Une question personnelle pour continuer : vous êtes surtout connu pour avoir changé de couleur politique, passant du bleu à l’orange, pour garder votre poste de président de la MPA. Ça vous gêne quand on vous rappelle cet épisode de votre parcours ?
– Absolument pas, mon cher ami. Je ne renie rien de mon passé. J’ai agi démocratiquement. Je n’étais pas d’accord avec les raisons évoquées pour que le PMSD quitte le gouvernement en 2016. D’ailleurs, j’avais organisé une conférence de presse pour expliquer en long et en large mes raisons pour ne pas quitter le gouvernement. Et les faits m’ont donné raison par la suite. Cela étant, je ne voudrais pas entrer dans le domaine politique en raison des fonctions que j’occupe.

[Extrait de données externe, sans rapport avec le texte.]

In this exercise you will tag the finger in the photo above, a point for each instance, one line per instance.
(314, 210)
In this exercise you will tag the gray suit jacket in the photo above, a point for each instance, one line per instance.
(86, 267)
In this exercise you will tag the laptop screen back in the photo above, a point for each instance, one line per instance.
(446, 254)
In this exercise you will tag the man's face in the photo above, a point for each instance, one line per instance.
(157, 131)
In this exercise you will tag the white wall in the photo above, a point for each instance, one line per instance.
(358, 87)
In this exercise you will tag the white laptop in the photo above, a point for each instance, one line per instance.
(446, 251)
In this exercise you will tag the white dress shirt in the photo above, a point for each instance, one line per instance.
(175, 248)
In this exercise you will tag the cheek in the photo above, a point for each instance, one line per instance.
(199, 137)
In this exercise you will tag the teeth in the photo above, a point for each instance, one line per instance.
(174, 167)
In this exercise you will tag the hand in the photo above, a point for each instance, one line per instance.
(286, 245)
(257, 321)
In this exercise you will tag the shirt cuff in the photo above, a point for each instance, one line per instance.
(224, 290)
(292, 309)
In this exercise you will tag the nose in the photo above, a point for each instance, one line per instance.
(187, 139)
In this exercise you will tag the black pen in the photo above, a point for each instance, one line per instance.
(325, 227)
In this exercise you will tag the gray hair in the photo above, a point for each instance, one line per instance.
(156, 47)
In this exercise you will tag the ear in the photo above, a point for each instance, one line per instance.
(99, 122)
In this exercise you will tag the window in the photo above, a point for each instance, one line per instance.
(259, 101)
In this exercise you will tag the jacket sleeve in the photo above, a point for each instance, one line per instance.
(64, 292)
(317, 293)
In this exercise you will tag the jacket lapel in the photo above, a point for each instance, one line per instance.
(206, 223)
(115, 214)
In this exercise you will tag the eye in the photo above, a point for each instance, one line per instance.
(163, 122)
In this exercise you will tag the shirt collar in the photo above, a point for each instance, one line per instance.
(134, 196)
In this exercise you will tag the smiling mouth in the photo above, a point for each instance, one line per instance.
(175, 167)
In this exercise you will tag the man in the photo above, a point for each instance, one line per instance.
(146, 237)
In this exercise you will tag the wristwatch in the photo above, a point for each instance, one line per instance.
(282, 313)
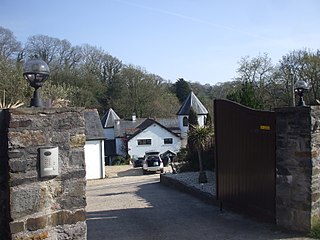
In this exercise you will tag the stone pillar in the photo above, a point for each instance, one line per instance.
(298, 167)
(45, 207)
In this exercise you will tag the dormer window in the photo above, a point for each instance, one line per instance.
(185, 121)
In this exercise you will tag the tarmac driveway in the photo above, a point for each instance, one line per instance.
(135, 206)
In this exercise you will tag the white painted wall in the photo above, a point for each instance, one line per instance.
(201, 120)
(120, 147)
(184, 129)
(157, 134)
(94, 158)
(109, 133)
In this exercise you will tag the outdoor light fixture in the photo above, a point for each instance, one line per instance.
(36, 72)
(299, 88)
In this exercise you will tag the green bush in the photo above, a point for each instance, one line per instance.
(119, 160)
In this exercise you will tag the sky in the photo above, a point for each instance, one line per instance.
(198, 40)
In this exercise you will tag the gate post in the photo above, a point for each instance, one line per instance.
(298, 167)
(36, 204)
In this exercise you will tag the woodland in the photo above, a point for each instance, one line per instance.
(88, 76)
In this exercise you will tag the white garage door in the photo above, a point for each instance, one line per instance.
(93, 160)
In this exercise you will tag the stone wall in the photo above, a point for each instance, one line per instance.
(298, 169)
(44, 207)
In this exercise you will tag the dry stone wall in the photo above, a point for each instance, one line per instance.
(43, 207)
(298, 167)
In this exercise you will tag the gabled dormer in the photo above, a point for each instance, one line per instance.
(183, 114)
(109, 121)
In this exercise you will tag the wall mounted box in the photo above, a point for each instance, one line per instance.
(49, 161)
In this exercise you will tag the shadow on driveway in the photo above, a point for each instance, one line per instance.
(163, 213)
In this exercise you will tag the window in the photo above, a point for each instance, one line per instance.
(185, 121)
(144, 141)
(168, 141)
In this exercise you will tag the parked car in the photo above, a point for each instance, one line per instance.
(152, 162)
(138, 162)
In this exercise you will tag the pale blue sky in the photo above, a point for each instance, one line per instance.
(199, 40)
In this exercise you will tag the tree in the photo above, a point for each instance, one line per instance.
(247, 96)
(201, 139)
(256, 74)
(8, 44)
(181, 89)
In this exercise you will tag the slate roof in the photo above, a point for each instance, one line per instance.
(93, 127)
(147, 123)
(194, 102)
(109, 119)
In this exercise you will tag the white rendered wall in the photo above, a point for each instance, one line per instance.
(157, 134)
(94, 158)
(109, 133)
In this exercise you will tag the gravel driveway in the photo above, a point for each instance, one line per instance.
(129, 205)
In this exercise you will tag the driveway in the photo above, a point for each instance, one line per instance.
(132, 206)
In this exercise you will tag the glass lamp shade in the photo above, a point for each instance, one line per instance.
(36, 72)
(300, 86)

Ce qui ne vous empêche pas d’être membre du MSM !
– Je suis un simple membre du MSM, je ne fais pas partie de ses dirigeants. Mais j’ai le droit d’avoir des convictions politiques…
Changeantes puisqu’elles peuvent passer du bleu à l’orange, du PMSD au MSM, du jour au lendemain !
– Mais il y a eu d’autres choses dans ma vie politique, tout de même ! Je suis un enfant de la classe laborieuse qui a travaillé dans divers ministères, qui a été maire de Beau-Bassin/Rose Hill. Je viens de loin et je crois qu’une des choses les plus importantes dans la vie c’est la volonté d’apprendre. Et je l’ai encore, cette volonté. Quand j’ai été nommé à la tête de la MPA, je suis allé suivre des cours de management stratégique à Londres pour me préparer en suivant un crash course.
Avez-vous l’intention, le désir, de revenir un jour à la politique active ?
– L’avenir nous le dira. Je n’ai que 56 ans et un bon parcours derrière moi depuis 1983.
Ajoutons cette toute dernière question. Samedi matin suite à votre déposition à la police, contre les syndicalistes de la MPA qui ont manifesté à Port-Louis et réclamé votre démission. Seriez-vous contre les manifestations syndicales, vous qui venez de nous dire que vous êtes un démocrate ?
– Pas du tout. Dans une démocratie, il est tout à fait normal que les syndicats revendiquent et manifestent. Mais dans le cas qui nous occupe, le conégociateur du syndicat a tenu lors de cette manifestation des propos diffamatoires à mon égard. Ces propos portent atteinte à mon intégrité, à ma réputation et à celle de la MPA, ce que je trouve inconcevable, et j’ai réagi en allant faire une déposition contre cette personne à la police.